Willis Towers Watson Quarterly Review
The latest Willis Towers Watson review of the economic assumptions underlying the optimised portfolios available through our platform has resulted in revised asset allocations this quarter.
The review showed a fall in the projected long-term returns for all the major asset classes considered, whilst long-term volatility was broadly unchanged. There was a considerable change in the relative risk/return across the various asset classes, leading to material changes in the asset allocations within the optimised portfolios, reducing fixed interest and property in favour of cash and international equity.
Platform asset allocations
The effect of the review’s results has meant material changes in allocations between the asset classes, and minor changes between different product wrappers reflecting the tax effects on projected returns. The most notable shifts have been a full move out of fixed interest to cash, reflecting the assessment that for the defensive proportion of the portfolios, UK fixed interest is currently forecast to be expensive on a relative basis to cash. The allocations to property have also reduced materially this quarter, reflecting a poorer expected risk/return profile for this asset class post-Brexit, whilst the allocation to international equity has increased relative to UK equity.
During the quarter the largest reduction in the forecast returns was from UK gilts (decreasing from 1.09% to 0.40% p.a.), corporate bonds (reducing from 2.36% to 1.69% p.a.), and property. The expected returns for UK gilts and corporate bonds are influenced by current long bond yields, and these reduced significantly during the quarter.

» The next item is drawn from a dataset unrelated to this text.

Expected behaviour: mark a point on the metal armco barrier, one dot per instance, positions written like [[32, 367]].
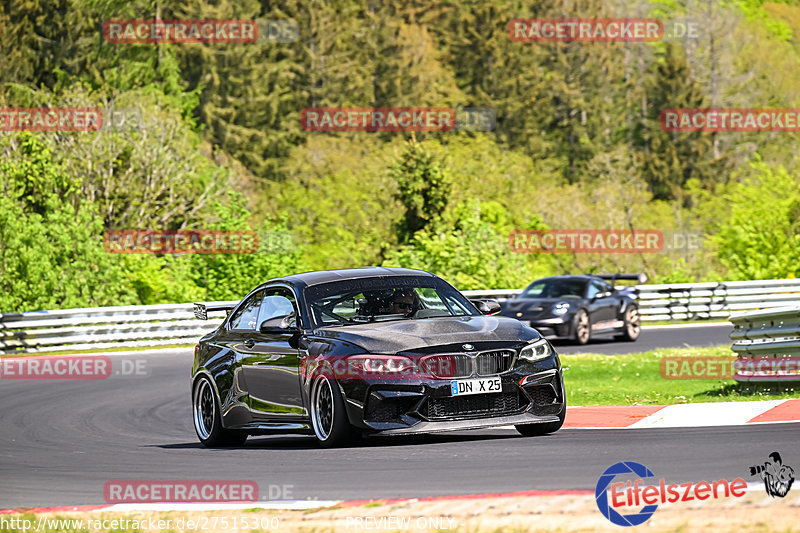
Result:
[[154, 325], [770, 337], [102, 328], [696, 301]]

The projected UK cash return forecast has a tendency to influence projected returns on other assets such as equities and property. Over the quarter the expected long-term returns for cash reduced to 1.48% p.a. from 1.87% p.a. reflecting a slower expected pace for UK interest rate rises. Projections for UK equity returns also decreased from 6.97% to 6.56% p.a., whilst international equity return expectations decreased from 7.60% to 7.45% p.a. and projected returns for commercial property decreased from 4.07% to 3.50% p.a., driven by the reduction in expected cash returns, and the potential impact of Brexit on demand for property.